3

How to use php to get inside nested braces?

example:

{{ text1 {{text2 text3 {{text4}} text5}} }}

should output

1- text1 {{text2 text3 {{text4}} text5}}
2- text2 text3 {{text4}} text5
3- text4
HabibS
  • 382
  • 6
  • 14

3 Answers3

5

This requires keeping track of the number of brackets and cannot be done using regex. You will have to create your own parser logic for this. Regex is not a parser, sorry.
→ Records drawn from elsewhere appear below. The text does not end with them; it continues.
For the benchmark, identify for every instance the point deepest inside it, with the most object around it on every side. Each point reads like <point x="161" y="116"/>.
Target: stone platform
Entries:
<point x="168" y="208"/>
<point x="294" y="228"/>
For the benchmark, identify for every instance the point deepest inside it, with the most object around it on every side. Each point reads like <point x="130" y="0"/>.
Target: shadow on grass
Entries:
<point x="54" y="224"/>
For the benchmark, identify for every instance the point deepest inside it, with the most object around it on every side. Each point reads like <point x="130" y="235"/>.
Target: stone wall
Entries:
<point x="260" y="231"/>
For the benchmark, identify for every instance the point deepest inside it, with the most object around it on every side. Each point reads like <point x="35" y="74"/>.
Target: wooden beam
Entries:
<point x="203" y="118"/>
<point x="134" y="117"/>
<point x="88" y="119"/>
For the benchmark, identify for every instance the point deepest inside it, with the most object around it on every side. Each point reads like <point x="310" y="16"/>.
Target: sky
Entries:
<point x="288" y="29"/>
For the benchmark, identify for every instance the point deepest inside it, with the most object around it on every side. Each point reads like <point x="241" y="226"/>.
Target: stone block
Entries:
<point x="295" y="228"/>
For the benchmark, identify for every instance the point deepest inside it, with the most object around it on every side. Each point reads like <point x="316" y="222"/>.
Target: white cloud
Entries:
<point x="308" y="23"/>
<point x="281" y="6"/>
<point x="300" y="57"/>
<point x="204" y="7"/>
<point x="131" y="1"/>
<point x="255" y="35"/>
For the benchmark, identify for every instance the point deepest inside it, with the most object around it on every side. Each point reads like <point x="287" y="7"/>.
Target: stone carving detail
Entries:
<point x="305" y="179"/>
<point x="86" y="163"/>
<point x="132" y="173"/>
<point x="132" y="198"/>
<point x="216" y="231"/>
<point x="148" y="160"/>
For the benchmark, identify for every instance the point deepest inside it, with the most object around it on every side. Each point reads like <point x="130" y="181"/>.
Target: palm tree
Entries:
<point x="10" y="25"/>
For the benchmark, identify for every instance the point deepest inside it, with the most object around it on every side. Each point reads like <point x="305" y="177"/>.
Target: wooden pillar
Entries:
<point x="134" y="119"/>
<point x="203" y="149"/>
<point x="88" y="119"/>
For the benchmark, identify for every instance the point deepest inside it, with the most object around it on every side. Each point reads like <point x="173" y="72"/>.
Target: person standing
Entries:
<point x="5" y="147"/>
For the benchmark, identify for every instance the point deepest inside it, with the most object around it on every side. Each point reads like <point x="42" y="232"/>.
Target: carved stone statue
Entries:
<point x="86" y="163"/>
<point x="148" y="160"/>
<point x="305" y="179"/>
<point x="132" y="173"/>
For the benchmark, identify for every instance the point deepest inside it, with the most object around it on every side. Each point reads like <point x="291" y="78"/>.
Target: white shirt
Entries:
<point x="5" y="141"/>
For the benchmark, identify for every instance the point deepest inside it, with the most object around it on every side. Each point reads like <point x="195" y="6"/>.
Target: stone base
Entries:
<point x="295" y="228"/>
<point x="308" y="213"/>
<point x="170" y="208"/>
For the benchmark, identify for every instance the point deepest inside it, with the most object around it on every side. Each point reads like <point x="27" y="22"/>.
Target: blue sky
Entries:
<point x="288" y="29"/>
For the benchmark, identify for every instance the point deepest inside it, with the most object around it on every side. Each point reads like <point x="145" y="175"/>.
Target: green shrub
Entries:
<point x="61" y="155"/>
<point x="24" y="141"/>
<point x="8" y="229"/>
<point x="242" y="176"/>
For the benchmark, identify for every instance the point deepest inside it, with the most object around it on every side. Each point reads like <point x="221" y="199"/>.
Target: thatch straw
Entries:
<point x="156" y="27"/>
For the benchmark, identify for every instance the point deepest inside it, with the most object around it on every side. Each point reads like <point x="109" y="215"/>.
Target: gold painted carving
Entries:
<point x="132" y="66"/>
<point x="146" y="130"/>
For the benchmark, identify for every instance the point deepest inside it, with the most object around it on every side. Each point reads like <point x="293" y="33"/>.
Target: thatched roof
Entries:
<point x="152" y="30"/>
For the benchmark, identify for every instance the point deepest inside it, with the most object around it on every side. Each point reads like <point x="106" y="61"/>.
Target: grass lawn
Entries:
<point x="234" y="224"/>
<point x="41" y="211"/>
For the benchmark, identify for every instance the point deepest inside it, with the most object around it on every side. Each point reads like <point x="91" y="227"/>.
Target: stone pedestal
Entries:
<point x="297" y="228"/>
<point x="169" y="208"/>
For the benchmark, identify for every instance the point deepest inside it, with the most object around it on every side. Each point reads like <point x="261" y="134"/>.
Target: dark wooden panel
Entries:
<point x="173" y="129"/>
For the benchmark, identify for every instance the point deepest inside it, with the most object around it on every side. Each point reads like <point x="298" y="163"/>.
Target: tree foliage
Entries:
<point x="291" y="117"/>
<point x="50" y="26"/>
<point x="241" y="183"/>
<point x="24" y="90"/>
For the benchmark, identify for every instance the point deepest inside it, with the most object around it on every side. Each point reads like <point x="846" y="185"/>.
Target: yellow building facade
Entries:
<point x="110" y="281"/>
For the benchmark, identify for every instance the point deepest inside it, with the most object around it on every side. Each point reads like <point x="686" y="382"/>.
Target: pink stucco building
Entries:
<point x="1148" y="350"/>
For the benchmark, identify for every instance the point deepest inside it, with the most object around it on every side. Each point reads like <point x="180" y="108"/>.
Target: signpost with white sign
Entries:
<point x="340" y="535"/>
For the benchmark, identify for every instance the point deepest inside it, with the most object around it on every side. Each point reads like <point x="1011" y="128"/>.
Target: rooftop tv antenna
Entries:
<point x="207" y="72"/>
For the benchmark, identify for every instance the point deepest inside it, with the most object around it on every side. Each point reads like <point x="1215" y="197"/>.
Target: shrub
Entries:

Here is another similar question with the same response as mine

And here is a SO about building parses (in Java, but it should translate well enough)

Community
  • 1
  • 1
Justin Pihony
  • 66,056
  • 18
  • 147
  • 180
  • Yes it can be done using regex - you just aren't trying hard enough! – ridgerunner Jul 02 '12 at 14:40
  • @ridgerunner True regular expressions cannot do this. Maybe some engines can implement logic, but the base regex cannot. Until all engines can handle this, then I stand by my answer. Also, you do have to begin to weigh the simplicity and readability... – Justin Pihony Jul 02 '12 at 14:47
  • When you say "TRUE" regular expressions, which specific engine are you talking about? Ruby, Java, JavaScript, Perl, PHP, C#, Python or even grep? Regular expressions have not been REGULAR for a long time. See tchrist's excellent response to a similar claim: [Do NOT try parsing with regular expressions](http://kore-nordmann.de/blog/do_NOT_parse_using_regexp.html#comment_40). – ridgerunner Jul 02 '12 at 15:27
  • sorry, i don't understand, why people vote up this question. can anybody explain this to me? – gaussblurinc Jul 07 '12 at 09:18
2

PCRE, like Perl can match nested structures to any arbitrary depth (limited only by memory - see below). Here is a tested script:

Regex to match nested brackets

<?php // test.php Rev:20120702_1100

$re_nested_double_bracket ='% # Rev:20120702_1100
    # Match {{...{{...}}...}} structure with arbitrary nesting.
    \{\{                      # Opening literal double bracket.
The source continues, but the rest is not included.